All eyes will be on the large SEC registrants in January as they become the first financial institutions to adopt the current expected credit loss model, or CECL. Regulators, investors, and other stakeholders will be watching and listening for updates on the impacts of the accounting change.
Even now, however, banks and credit unions with 2023 deadlines are seeking information about what the earliest adopters have learned so far in their implementation efforts.

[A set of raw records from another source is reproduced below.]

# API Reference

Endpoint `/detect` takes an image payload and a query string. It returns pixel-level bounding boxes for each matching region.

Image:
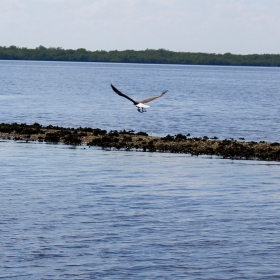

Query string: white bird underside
[136,103,150,109]
[111,84,167,113]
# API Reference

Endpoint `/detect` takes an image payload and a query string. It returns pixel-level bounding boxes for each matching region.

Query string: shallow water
[0,61,280,142]
[0,61,280,279]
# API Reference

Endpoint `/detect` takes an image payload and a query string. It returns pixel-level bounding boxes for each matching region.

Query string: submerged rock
[0,123,280,161]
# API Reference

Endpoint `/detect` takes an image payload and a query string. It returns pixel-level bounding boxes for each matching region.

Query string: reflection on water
[0,141,280,279]
[0,61,280,142]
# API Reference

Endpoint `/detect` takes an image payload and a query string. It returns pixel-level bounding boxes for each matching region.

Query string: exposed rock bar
[0,123,280,161]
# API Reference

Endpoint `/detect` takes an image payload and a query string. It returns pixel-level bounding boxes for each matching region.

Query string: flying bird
[111,84,167,113]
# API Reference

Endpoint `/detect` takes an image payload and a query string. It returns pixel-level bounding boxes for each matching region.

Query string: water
[0,61,280,279]
[0,61,280,142]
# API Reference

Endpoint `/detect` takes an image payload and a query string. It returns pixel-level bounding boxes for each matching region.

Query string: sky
[0,0,280,54]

During a recent webinar hosted by the American Bankers Association, an executive with an SEC filer under a 2020 CECL implementation deadline provided first-hand advice on the challenges and progress related to CECL adoption. During the webinar, Felicity Ours, CPA, CRC, of Summit Financial Group (NASDAQ: SMMF), a $2.2 billion financial holding company headquartered in Moorefield, West Virginia, advised banks and credit unions with 2023 deadlines to:
- Start preparing early
- Tackle the data gap analysis before selecting methodology/methodologies
- Resist overcomplicating loan segmentation
- Remain flexible throughout the process (with forecasts, methodology)
Among attendees of “What SEC Filers Have Learned about CECL Implementation,” 62% said in a poll that their institution must comply with CECL in Q1 2023, 35% are set to comply in Q1 2020, and 3% of attendees said they were unsure of their CECL deadline.